Hope Tree took root last November. This spring, the new mental health counseling service has branched out and begun serving clients of all ages, as well as families. It is the brainchild and passion of founder Sarah Kiani, who is joined by Kristie Wood, assistant director, and Linda Nebbe, supervisor.
“We have the space to give clients the choice of being indoors or outdoors in nature, sitting under a tree or in the pasture, petting the horses. It’s a nonthreatening environment to talk,” said Kiani, who created Hope Tree to realize her dream of providing a safe place for healing, growth and change.
In addition to animal and nature therapeutics, services include play therapy, grief counseling, life transition issues, women’s issues, drama-based therapy, substance abuse, post-traumatic stress disorder counseling, pain, anxiety and depression issues and trauma-informed care.
Kiani and Wood are both graduates from the master’s program in clinical mental health at the University of Northern Iowa. Both women were nontraditional students who had other careers before returning to school.
Wood is a national certified counselor with experience in a range of issues, including relationships, family conflict, anxiety, depression and substance abuse. She also incorporates plants and nature into her work as a means of providing support and guidance.
“You can do so much with plants to stimulate conversation. They’re good ice breakers. Besides being able to go outdoors for counseling sessions if a client desires, I keep plants in my office. Research has shown people smile more when they’re around plants,” Wood said.
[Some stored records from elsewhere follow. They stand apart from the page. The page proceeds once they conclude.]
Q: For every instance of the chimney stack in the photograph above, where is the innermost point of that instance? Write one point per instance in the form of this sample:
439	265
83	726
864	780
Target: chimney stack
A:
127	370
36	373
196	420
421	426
In addition to counseling, Kiani has 22 years of experience in theater and youth development and is director and founder of Tir na nog Children’s Theatre. In addition to animal therapy, she specializes in grief, loss, trauma, women’s issues and working with children.
Nebbe was their instructor at UNI. A licensed wildlife rehabilitator and animal-assisted therapist, Nebbe was an assistant professor in the UNI counseling program until her retirement in 2014.
Kiani explained “there’s a two-year black hole for clinical mental health graduates. It’s a hard place to be, especially for nontraditional students, and hard to find a job without having completed those two years. You have to do two more years of practice with supervision.”
Opening Hope Tree solved the first problem, while Nebbe was lured out of retirement as supervisor. “It helps me keep my foot in the door, and I’m right there with the philosophy and community-based nature of Hope Tree,” Nebbe said.